また、令和4年4月時点の待機児童は22人と、全国と比べて大幅に少ないため、安心して子育てできるでしょう。
※2023年4月時点に執筆した記事です。最新情報は各リンク先ページをご確認ください。
静岡県沼津市
静岡県沼津市では、「誰もが安心して出産・子育てができるまち」を目標に掲げ、多くの子育て支援を行っています。
なかでも、沼津市子育てポータルサイトは、子育てに関する支援制度やイベント、預け先など、さまざまな情報が掲載しており、困ったときに大いに役に立つでしょう。
※2023年4月時点に執筆した記事です。最新情報はこちらのページをご確認ください。
長野県松本市
長野県松本市では、祖父母や地域住民で子育てをサポートできるよう「孫育てパンフレット」という独自の支援を用意しています。

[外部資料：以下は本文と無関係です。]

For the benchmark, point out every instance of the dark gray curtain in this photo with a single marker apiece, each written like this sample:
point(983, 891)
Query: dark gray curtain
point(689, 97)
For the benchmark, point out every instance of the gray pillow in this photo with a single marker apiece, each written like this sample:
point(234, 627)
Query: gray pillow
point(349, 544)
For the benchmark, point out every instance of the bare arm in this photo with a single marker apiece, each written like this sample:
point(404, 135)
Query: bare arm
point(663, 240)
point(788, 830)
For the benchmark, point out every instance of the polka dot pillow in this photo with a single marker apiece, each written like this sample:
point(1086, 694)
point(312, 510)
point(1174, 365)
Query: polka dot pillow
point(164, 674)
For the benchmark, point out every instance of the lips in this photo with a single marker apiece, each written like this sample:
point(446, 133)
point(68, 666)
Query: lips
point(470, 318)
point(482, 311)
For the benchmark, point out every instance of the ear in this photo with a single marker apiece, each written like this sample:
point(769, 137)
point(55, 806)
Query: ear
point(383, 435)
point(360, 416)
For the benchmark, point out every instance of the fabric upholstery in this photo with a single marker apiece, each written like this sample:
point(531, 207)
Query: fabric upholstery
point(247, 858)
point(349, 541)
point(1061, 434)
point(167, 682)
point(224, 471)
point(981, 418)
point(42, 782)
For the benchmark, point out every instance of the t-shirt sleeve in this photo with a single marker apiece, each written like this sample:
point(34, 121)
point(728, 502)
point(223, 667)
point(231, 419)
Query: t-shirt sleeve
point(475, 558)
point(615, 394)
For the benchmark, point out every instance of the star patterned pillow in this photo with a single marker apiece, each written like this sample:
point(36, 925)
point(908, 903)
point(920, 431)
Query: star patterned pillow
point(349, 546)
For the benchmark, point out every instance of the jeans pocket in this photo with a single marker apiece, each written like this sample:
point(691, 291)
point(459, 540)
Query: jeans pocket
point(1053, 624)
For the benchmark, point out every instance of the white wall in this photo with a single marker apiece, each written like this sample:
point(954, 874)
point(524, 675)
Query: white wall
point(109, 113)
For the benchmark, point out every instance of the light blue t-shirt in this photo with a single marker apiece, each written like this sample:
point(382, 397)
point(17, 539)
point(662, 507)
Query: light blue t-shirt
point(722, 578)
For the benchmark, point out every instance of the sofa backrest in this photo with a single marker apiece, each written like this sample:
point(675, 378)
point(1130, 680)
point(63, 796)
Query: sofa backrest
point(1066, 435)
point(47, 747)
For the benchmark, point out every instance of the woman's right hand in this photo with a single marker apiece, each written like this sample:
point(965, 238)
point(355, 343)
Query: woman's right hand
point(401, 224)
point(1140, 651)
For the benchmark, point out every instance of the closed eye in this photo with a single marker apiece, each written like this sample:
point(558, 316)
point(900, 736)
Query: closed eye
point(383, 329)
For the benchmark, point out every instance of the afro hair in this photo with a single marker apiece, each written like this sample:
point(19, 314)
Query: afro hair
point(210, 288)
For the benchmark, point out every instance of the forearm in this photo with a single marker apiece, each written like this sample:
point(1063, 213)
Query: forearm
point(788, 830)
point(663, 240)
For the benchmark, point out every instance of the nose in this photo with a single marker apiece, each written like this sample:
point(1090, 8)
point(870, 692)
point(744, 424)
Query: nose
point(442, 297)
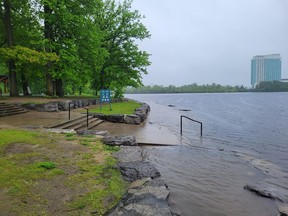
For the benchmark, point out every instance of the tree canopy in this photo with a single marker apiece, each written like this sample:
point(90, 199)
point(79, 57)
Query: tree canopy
point(59, 47)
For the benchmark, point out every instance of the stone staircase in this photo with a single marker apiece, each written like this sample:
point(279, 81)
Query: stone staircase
point(10, 109)
point(78, 123)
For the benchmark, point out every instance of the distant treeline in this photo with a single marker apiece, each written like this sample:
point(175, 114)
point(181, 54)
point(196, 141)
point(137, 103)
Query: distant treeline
point(193, 88)
point(272, 86)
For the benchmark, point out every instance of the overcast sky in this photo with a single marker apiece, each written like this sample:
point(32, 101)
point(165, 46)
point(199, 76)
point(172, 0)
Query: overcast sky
point(211, 41)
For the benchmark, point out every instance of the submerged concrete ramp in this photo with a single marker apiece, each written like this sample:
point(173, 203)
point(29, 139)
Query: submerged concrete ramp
point(10, 109)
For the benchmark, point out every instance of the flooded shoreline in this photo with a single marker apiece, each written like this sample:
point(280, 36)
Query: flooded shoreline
point(206, 176)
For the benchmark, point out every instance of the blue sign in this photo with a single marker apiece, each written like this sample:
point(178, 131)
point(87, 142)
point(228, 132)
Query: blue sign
point(105, 96)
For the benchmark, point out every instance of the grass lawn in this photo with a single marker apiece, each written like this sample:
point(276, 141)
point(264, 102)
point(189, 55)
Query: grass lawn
point(127, 107)
point(54, 174)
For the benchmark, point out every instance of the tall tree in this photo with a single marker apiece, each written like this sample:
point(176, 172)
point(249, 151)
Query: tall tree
point(125, 63)
point(7, 20)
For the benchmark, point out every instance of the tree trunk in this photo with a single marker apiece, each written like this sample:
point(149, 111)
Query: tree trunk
point(48, 36)
point(24, 85)
point(49, 83)
point(59, 88)
point(9, 37)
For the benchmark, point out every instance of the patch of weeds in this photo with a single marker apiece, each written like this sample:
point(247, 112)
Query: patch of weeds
point(111, 148)
point(70, 137)
point(9, 136)
point(105, 188)
point(89, 136)
point(85, 143)
point(46, 165)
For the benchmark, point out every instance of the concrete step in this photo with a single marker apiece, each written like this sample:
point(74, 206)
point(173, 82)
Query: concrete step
point(10, 109)
point(74, 124)
point(67, 123)
point(91, 124)
point(3, 114)
point(77, 124)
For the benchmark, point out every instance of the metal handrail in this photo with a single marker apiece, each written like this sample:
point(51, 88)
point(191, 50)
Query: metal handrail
point(79, 107)
point(182, 116)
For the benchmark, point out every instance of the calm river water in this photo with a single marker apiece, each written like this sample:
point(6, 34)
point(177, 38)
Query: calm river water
point(245, 141)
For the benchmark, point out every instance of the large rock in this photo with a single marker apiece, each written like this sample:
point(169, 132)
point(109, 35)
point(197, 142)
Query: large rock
point(145, 197)
point(92, 132)
point(115, 118)
point(132, 119)
point(283, 210)
point(129, 154)
point(268, 192)
point(132, 171)
point(120, 140)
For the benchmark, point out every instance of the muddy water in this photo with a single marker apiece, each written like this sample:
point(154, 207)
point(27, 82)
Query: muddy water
point(244, 142)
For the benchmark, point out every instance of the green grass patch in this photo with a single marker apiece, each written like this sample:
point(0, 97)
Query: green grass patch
point(33, 164)
point(127, 107)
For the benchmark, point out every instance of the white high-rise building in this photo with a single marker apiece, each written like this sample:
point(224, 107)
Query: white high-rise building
point(265, 68)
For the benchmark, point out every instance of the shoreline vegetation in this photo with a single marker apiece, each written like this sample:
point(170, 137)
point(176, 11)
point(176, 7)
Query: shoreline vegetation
point(273, 86)
point(57, 174)
point(67, 173)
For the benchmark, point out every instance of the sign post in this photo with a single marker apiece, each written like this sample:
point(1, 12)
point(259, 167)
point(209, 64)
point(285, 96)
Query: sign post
point(105, 96)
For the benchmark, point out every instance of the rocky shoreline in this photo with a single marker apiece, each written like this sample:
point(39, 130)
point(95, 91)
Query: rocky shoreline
point(148, 194)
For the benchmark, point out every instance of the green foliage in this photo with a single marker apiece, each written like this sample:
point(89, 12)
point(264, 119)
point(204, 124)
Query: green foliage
point(77, 44)
point(91, 177)
point(272, 86)
point(125, 63)
point(193, 88)
point(127, 107)
point(26, 55)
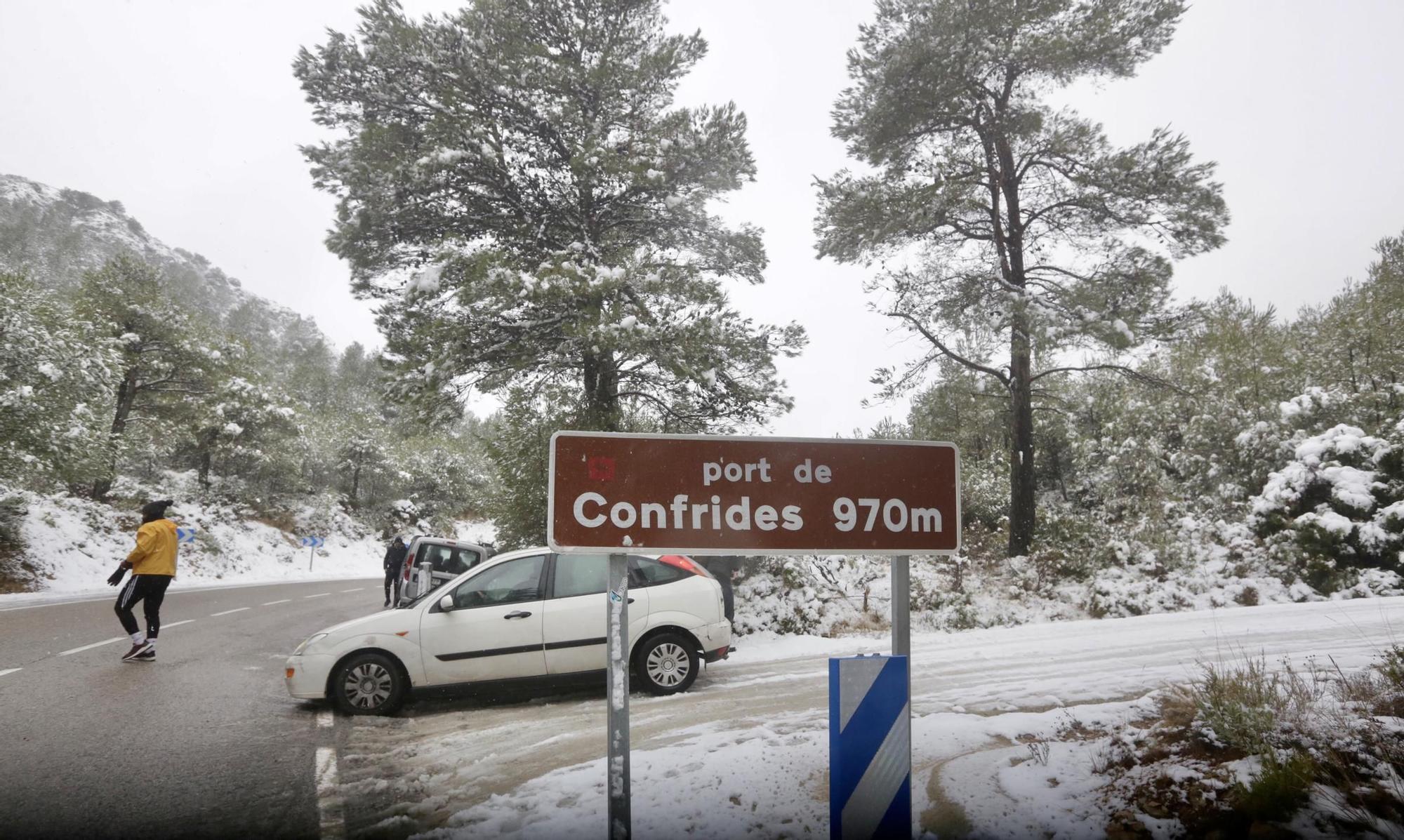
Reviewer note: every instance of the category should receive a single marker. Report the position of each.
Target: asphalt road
(204, 742)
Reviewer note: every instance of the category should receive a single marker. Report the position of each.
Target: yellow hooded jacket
(155, 552)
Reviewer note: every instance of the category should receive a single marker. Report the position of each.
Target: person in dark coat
(394, 564)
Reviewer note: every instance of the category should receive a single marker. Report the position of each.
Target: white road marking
(54, 604)
(93, 645)
(119, 638)
(64, 601)
(331, 818)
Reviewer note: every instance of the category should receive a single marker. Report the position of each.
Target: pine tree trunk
(207, 448)
(126, 399)
(602, 382)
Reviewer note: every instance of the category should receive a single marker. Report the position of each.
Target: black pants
(151, 592)
(392, 582)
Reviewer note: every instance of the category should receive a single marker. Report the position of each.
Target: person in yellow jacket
(154, 566)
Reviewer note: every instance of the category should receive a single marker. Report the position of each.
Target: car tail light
(686, 564)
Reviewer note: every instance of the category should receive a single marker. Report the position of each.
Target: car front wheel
(369, 684)
(668, 665)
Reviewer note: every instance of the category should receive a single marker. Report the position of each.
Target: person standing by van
(394, 564)
(154, 568)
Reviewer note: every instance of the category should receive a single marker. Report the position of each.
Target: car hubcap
(369, 686)
(669, 665)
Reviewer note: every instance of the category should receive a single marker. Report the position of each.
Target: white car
(524, 614)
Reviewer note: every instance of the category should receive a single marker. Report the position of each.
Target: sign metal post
(617, 694)
(314, 544)
(698, 495)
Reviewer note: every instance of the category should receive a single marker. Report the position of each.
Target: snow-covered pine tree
(55, 378)
(164, 361)
(520, 193)
(1017, 234)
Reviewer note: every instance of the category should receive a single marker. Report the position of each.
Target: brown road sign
(752, 495)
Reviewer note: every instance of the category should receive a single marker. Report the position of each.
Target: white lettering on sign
(895, 516)
(734, 472)
(784, 496)
(581, 510)
(686, 513)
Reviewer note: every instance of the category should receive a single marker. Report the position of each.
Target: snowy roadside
(745, 753)
(71, 545)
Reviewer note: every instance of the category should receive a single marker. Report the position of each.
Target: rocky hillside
(54, 235)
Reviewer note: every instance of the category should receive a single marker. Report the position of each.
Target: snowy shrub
(1340, 498)
(818, 596)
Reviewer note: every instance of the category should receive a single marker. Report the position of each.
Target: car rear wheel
(668, 665)
(369, 684)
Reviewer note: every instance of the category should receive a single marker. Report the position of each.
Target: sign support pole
(617, 694)
(902, 606)
(902, 632)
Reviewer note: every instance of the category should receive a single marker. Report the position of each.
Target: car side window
(505, 583)
(439, 556)
(652, 572)
(582, 575)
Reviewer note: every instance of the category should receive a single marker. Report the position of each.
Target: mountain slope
(54, 235)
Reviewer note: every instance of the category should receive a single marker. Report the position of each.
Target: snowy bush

地方では、子育てを親に手伝ってもらうことを理由に都心から移住する人もいるため、祖父母としての正しい子どもの育て方を学ぶことはとても重要です。
※2023年4月時点に執筆した記事です。最新情報はこちらのページをご確認ください。
福岡県糸島市
福岡県糸島市では、初めての子育てで不安な母親に向けた支援が特徴です。
子どもの離乳時期に合わせた離乳食教室や、育児のアドバイスや悩み相談を行う子育て教室などを行い、育児で毎日大変な母親をサポートします。
※2023年4月時点に執筆した記事です。最新情報はこちらのページをご確認ください。
淡路島
淡路島は、保育無償化や出産お祝い金の他、子育て学習センターが特徴的です。
島内に全5箇所設置されたセンターにて、育児に関する悩み相談やアドバイスはもちろん、季節の行事・交流会の開催、遊びの広場の開設などさまざまな活動をしています。
※2023年4月時点に執筆した記事です。最新情報はこちらのページをご確認ください。
田舎で子育てする際は支援制度を活用しよう!

田舎での子育ては、大自然に囲まれながら、心身共に健康でのびのびと成長できます。
また、田舎では子育て支援も豊富なため、移住をお考えの際は、ぜひ活用してみてはいかがでしょうか。
いくつかの注意点を押さえながら、勉強に遊び、地域とのコミュニケーションを楽しんでみてください。